Однако твердости характера мне не хватило. Поддавшись неведомому воздействию – возможно, гипнотическому, – но явно недоброму, нервирующему, непреодолимому, я все-таки обернулась, чтобы посмотреть, не ушел ли месье Поль. Нет, он продолжал стоять на том же месте – неподвижно, но с иным выражением лица, словно проникнув в мои мысли, прочитал стремление избежать встречи. Насмешливый, но все-таки добродушный взгляд сменился хмурым прищуром, а когда я поклонилась в надежде на примирение, то в ответ получила лишь едва заметный, леденяще суровый кивок.
– Кого вы так рассердили, Люси? – с улыбкой прошептал доктор Джон. – Кто этот свирепый друг?
– Один из профессоров пансионата мадам Бек, причем крайне строгий.
– Сейчас он действительно выглядит устрашающе. Что такое вы с ним сделали? Что все это значит? Ах, Люси, Люси! Умоляю, объясните!

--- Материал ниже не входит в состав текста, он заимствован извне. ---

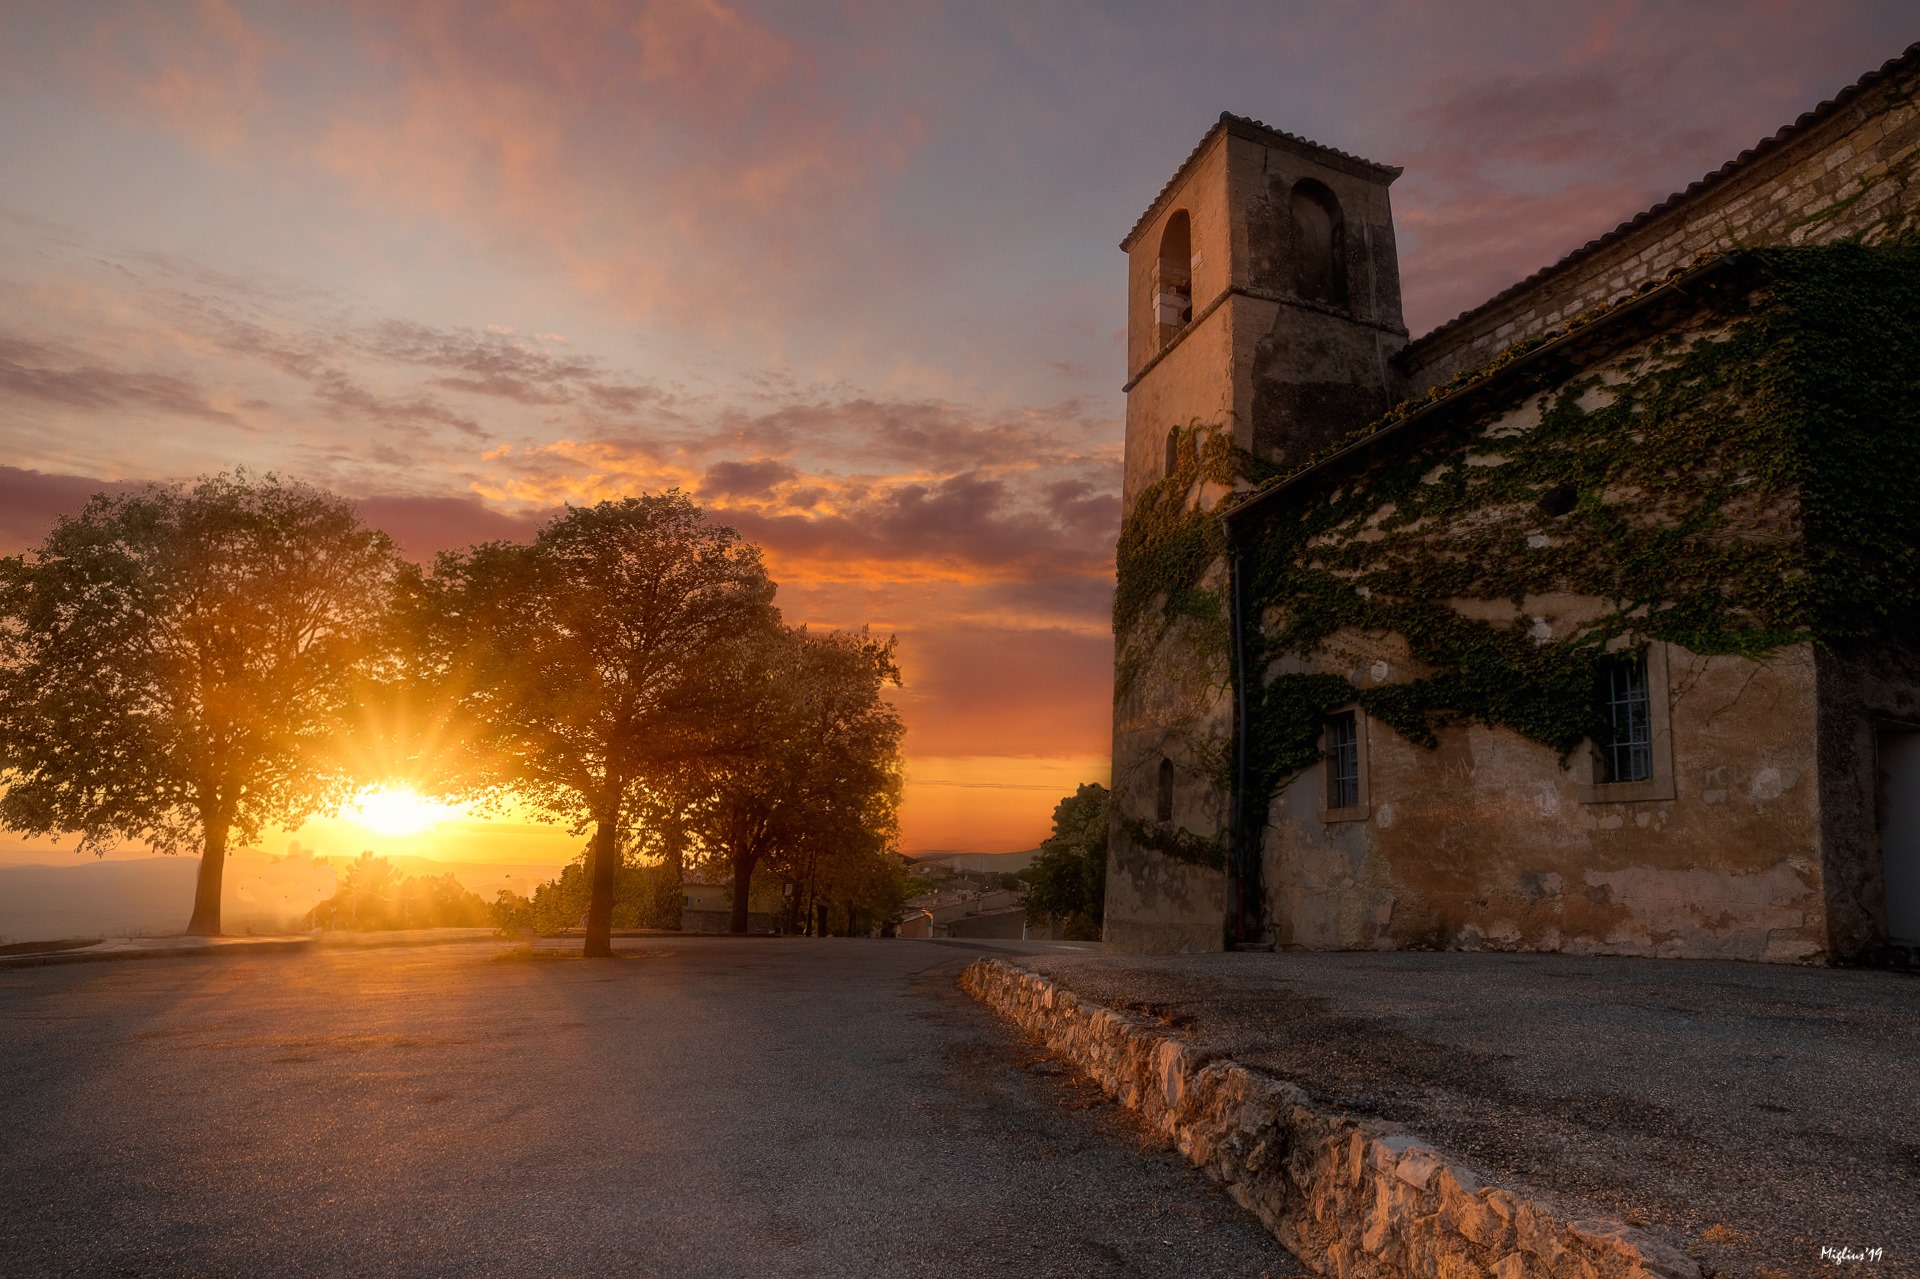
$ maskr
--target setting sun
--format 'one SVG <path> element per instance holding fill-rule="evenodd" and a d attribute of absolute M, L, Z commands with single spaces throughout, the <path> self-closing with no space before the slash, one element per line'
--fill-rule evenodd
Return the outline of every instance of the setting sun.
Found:
<path fill-rule="evenodd" d="M 425 799 L 406 786 L 363 791 L 341 816 L 380 835 L 417 835 L 459 814 L 459 809 Z"/>

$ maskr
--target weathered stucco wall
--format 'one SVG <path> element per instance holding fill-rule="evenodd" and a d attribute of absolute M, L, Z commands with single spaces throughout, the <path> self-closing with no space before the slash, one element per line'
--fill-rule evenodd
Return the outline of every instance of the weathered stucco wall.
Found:
<path fill-rule="evenodd" d="M 1318 182 L 1339 201 L 1346 222 L 1343 258 L 1347 298 L 1333 314 L 1405 328 L 1400 319 L 1400 263 L 1387 188 L 1391 169 L 1302 143 L 1283 133 L 1231 124 L 1227 180 L 1234 244 L 1234 283 L 1255 294 L 1295 294 L 1293 217 L 1296 183 Z"/>
<path fill-rule="evenodd" d="M 1235 299 L 1235 441 L 1294 467 L 1374 421 L 1399 398 L 1404 335 L 1304 304 Z"/>
<path fill-rule="evenodd" d="M 1504 729 L 1442 729 L 1427 749 L 1366 723 L 1369 818 L 1320 820 L 1324 764 L 1274 805 L 1264 869 L 1276 940 L 1821 957 L 1811 646 L 1764 662 L 1665 657 L 1654 692 L 1669 707 L 1671 772 L 1655 781 L 1670 781 L 1670 799 L 1596 802 L 1587 752 L 1563 767 Z"/>
<path fill-rule="evenodd" d="M 1216 951 L 1225 943 L 1224 870 L 1176 860 L 1141 839 L 1147 831 L 1215 840 L 1227 827 L 1222 748 L 1232 740 L 1233 698 L 1225 655 L 1205 631 L 1199 619 L 1173 623 L 1114 697 L 1105 941 L 1129 954 Z M 1157 816 L 1162 759 L 1173 764 L 1166 821 Z"/>
<path fill-rule="evenodd" d="M 1920 57 L 1909 51 L 1836 98 L 1822 118 L 1763 143 L 1764 153 L 1420 338 L 1402 358 L 1408 390 L 1424 393 L 1704 254 L 1853 237 L 1872 243 L 1910 229 L 1920 211 L 1916 91 Z"/>
<path fill-rule="evenodd" d="M 1234 308 L 1196 321 L 1150 377 L 1127 395 L 1126 472 L 1121 502 L 1167 473 L 1167 432 L 1189 422 L 1233 420 Z"/>
<path fill-rule="evenodd" d="M 1660 313 L 1638 336 L 1609 337 L 1596 331 L 1590 358 L 1566 362 L 1516 382 L 1466 410 L 1474 423 L 1428 456 L 1416 440 L 1389 450 L 1374 470 L 1358 473 L 1358 487 L 1329 481 L 1344 500 L 1377 503 L 1352 508 L 1345 526 L 1364 530 L 1356 541 L 1386 535 L 1396 510 L 1387 496 L 1395 468 L 1425 474 L 1430 483 L 1450 482 L 1463 470 L 1467 492 L 1496 476 L 1499 468 L 1527 465 L 1528 440 L 1549 426 L 1548 408 L 1572 395 L 1583 411 L 1638 404 L 1649 392 L 1644 380 L 1669 367 L 1679 353 L 1705 350 L 1732 329 L 1718 306 L 1738 314 L 1737 296 L 1687 312 Z M 1705 358 L 1705 357 L 1703 357 Z M 1622 401 L 1621 396 L 1628 397 Z M 1558 410 L 1564 412 L 1564 410 Z M 1640 426 L 1650 429 L 1637 409 Z M 1683 410 L 1717 417 L 1732 409 L 1710 401 Z M 1624 428 L 1622 428 L 1624 429 Z M 1680 426 L 1673 438 L 1692 438 Z M 1441 505 L 1444 514 L 1422 517 L 1393 536 L 1390 562 L 1418 564 L 1451 546 L 1474 545 L 1476 535 L 1502 521 L 1513 523 L 1503 539 L 1481 544 L 1476 555 L 1517 556 L 1514 571 L 1493 580 L 1530 580 L 1525 557 L 1552 556 L 1574 536 L 1568 518 L 1601 518 L 1638 537 L 1610 545 L 1652 545 L 1663 526 L 1688 516 L 1684 493 L 1649 500 L 1648 477 L 1625 478 L 1616 468 L 1635 464 L 1634 454 L 1654 447 L 1611 433 L 1567 454 L 1568 474 L 1582 481 L 1596 501 L 1589 516 L 1555 516 L 1536 510 L 1522 486 L 1502 501 L 1468 497 Z M 1702 437 L 1703 441 L 1706 437 Z M 1437 444 L 1434 447 L 1439 447 Z M 1686 446 L 1691 449 L 1692 446 Z M 1598 454 L 1590 450 L 1597 448 Z M 1703 442 L 1700 452 L 1676 454 L 1693 482 L 1716 473 L 1733 480 L 1710 522 L 1702 528 L 1711 548 L 1747 546 L 1762 552 L 1798 534 L 1791 492 L 1754 485 L 1741 477 L 1749 465 L 1726 446 Z M 1558 456 L 1557 454 L 1554 456 Z M 1613 460 L 1602 460 L 1602 459 Z M 1404 460 L 1402 460 L 1404 459 Z M 1596 470 L 1599 467 L 1602 469 Z M 1610 475 L 1606 481 L 1596 478 Z M 1551 473 L 1540 483 L 1551 482 Z M 1322 500 L 1303 493 L 1296 502 Z M 1701 491 L 1705 491 L 1702 489 Z M 1718 500 L 1718 499 L 1717 499 Z M 1400 505 L 1411 499 L 1402 495 Z M 1517 505 L 1515 504 L 1517 501 Z M 1271 518 L 1298 518 L 1310 507 L 1276 509 Z M 1409 509 L 1412 509 L 1409 506 Z M 1599 515 L 1604 510 L 1606 514 Z M 1378 531 L 1374 531 L 1378 530 Z M 1522 535 L 1525 535 L 1524 538 Z M 1522 543 L 1524 542 L 1524 545 Z M 1341 540 L 1309 555 L 1344 563 Z M 1429 548 L 1423 550 L 1421 548 Z M 1500 549 L 1500 548 L 1505 548 Z M 1675 546 L 1677 553 L 1678 546 Z M 1727 571 L 1718 549 L 1700 563 L 1709 575 Z M 1365 563 L 1362 559 L 1358 563 Z M 1358 564 L 1352 570 L 1361 571 Z M 1678 563 L 1674 572 L 1683 571 Z M 1561 574 L 1594 575 L 1569 563 Z M 1597 574 L 1604 580 L 1606 574 Z M 1731 589 L 1732 584 L 1727 584 Z M 1506 589 L 1514 589 L 1512 585 Z M 1535 645 L 1580 635 L 1607 634 L 1618 605 L 1564 586 L 1558 593 L 1522 598 L 1467 596 L 1444 601 L 1452 612 L 1524 633 Z M 1749 587 L 1748 589 L 1753 589 Z M 1764 584 L 1761 586 L 1763 591 Z M 1268 624 L 1284 621 L 1270 612 Z M 1627 628 L 1630 632 L 1631 627 Z M 1624 636 L 1623 636 L 1624 638 Z M 1764 657 L 1703 656 L 1679 644 L 1656 643 L 1650 653 L 1650 683 L 1658 706 L 1655 775 L 1630 786 L 1595 785 L 1590 746 L 1563 761 L 1553 747 L 1484 722 L 1443 725 L 1437 743 L 1417 744 L 1387 724 L 1362 714 L 1365 734 L 1363 786 L 1367 805 L 1357 819 L 1323 820 L 1326 765 L 1290 778 L 1272 805 L 1262 844 L 1263 882 L 1274 940 L 1307 948 L 1447 947 L 1550 950 L 1576 953 L 1716 956 L 1774 961 L 1810 961 L 1827 956 L 1826 897 L 1821 829 L 1820 748 L 1815 723 L 1820 705 L 1812 646 L 1792 644 Z M 1391 688 L 1429 673 L 1396 634 L 1342 630 L 1314 651 L 1284 655 L 1270 670 L 1338 676 L 1360 690 Z M 1576 695 L 1577 696 L 1577 695 Z"/>
<path fill-rule="evenodd" d="M 1236 299 L 1236 442 L 1298 465 L 1400 398 L 1392 358 L 1406 344 L 1400 263 L 1388 186 L 1398 170 L 1256 129 L 1229 131 Z M 1324 188 L 1341 213 L 1344 296 L 1302 297 L 1295 279 L 1310 250 L 1296 242 L 1292 197 Z"/>
<path fill-rule="evenodd" d="M 1161 351 L 1152 310 L 1160 267 L 1160 243 L 1167 223 L 1185 211 L 1191 225 L 1194 315 L 1223 293 L 1233 280 L 1231 215 L 1227 204 L 1227 150 L 1223 133 L 1209 136 L 1188 161 L 1179 180 L 1156 205 L 1153 217 L 1129 241 L 1127 250 L 1127 380 Z"/>

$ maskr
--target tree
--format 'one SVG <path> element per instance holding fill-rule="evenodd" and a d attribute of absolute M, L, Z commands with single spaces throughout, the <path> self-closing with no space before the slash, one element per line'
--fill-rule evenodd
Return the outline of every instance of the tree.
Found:
<path fill-rule="evenodd" d="M 1107 905 L 1107 818 L 1112 796 L 1083 784 L 1054 805 L 1053 834 L 1027 868 L 1029 924 L 1057 924 L 1062 937 L 1100 940 Z"/>
<path fill-rule="evenodd" d="M 404 572 L 350 503 L 271 475 L 95 496 L 0 560 L 0 824 L 199 851 L 187 931 L 217 935 L 231 839 L 351 789 L 335 747 Z"/>
<path fill-rule="evenodd" d="M 799 909 L 810 909 L 823 867 L 849 884 L 863 878 L 876 898 L 894 894 L 881 861 L 898 838 L 905 732 L 884 696 L 900 682 L 893 649 L 865 631 L 801 627 L 733 668 L 740 710 L 700 779 L 708 802 L 696 812 L 702 843 L 733 879 L 734 932 L 747 930 L 755 868 L 776 855 Z"/>
<path fill-rule="evenodd" d="M 407 875 L 384 857 L 361 853 L 332 897 L 307 912 L 316 928 L 378 932 L 394 928 L 477 928 L 493 922 L 487 903 L 451 874 Z"/>
<path fill-rule="evenodd" d="M 714 749 L 738 651 L 777 630 L 760 552 L 678 491 L 569 507 L 531 546 L 442 554 L 423 677 L 461 785 L 592 831 L 585 953 L 609 956 L 622 835 L 649 781 Z"/>
<path fill-rule="evenodd" d="M 614 880 L 613 926 L 678 928 L 680 895 L 680 880 L 669 867 L 622 866 Z M 489 909 L 504 933 L 511 935 L 524 924 L 542 937 L 552 937 L 579 927 L 592 900 L 593 884 L 581 858 L 536 886 L 531 900 L 503 888 Z"/>

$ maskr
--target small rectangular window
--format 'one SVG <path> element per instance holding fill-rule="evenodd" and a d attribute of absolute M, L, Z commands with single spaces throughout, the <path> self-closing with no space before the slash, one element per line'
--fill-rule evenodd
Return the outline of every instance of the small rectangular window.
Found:
<path fill-rule="evenodd" d="M 1360 731 L 1352 711 L 1327 717 L 1327 807 L 1360 806 Z"/>
<path fill-rule="evenodd" d="M 1606 731 L 1600 748 L 1602 782 L 1644 782 L 1653 776 L 1653 700 L 1647 662 L 1640 654 L 1600 663 L 1596 690 Z"/>

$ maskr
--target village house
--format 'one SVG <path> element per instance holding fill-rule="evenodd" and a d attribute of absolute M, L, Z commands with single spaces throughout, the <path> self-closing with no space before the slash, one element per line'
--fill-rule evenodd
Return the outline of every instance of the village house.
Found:
<path fill-rule="evenodd" d="M 1409 342 L 1399 170 L 1122 243 L 1115 950 L 1920 941 L 1920 45 Z"/>

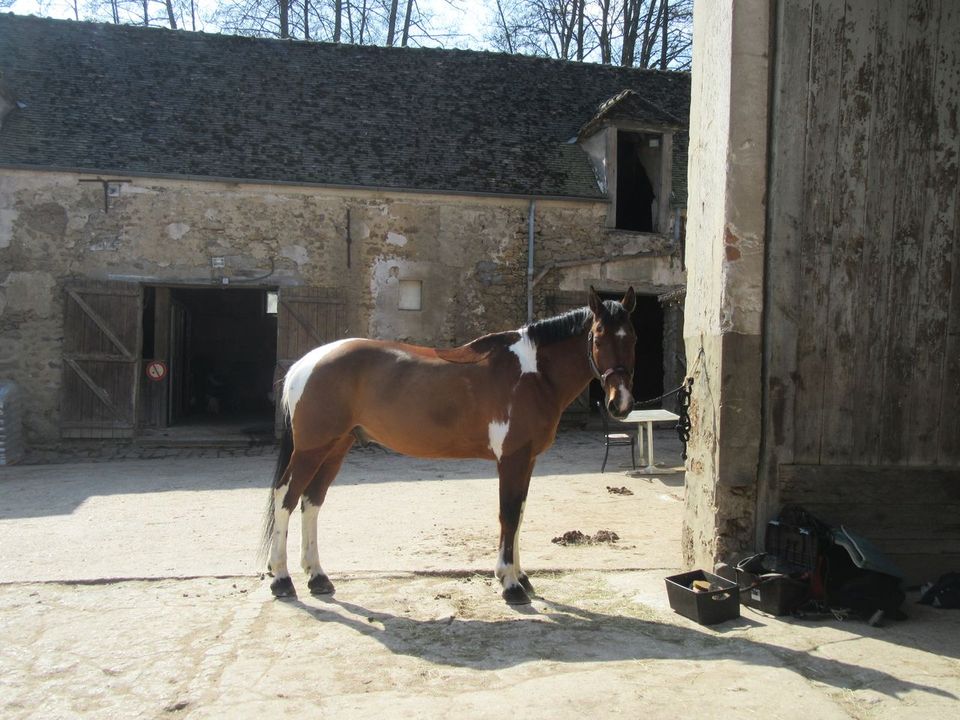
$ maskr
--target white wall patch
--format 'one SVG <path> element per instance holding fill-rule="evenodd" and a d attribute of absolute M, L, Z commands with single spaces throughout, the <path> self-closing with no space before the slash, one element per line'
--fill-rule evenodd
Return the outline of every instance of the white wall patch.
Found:
<path fill-rule="evenodd" d="M 399 245 L 400 247 L 403 247 L 407 244 L 407 238 L 405 235 L 395 233 L 391 230 L 387 233 L 387 242 L 391 245 Z"/>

– Уверяю вас, никакой тайны нет. Месье Эммануэль чрезвычайно требователен. А поскольку, вместо того чтобы поклониться и сделать книксен, я уставилась на ваш рукав, он решил, что недополучил свою долю уважения.
– Этот маленький… – начал доктор Джон, однако договорить не смог, так как в этот момент меня едва не смяла толпа.
Месье Поль грубо двинулся вперед и начал с такой бесцеремонностью расчищать себе путь локтями, что в итоге образовалась настоящая давка.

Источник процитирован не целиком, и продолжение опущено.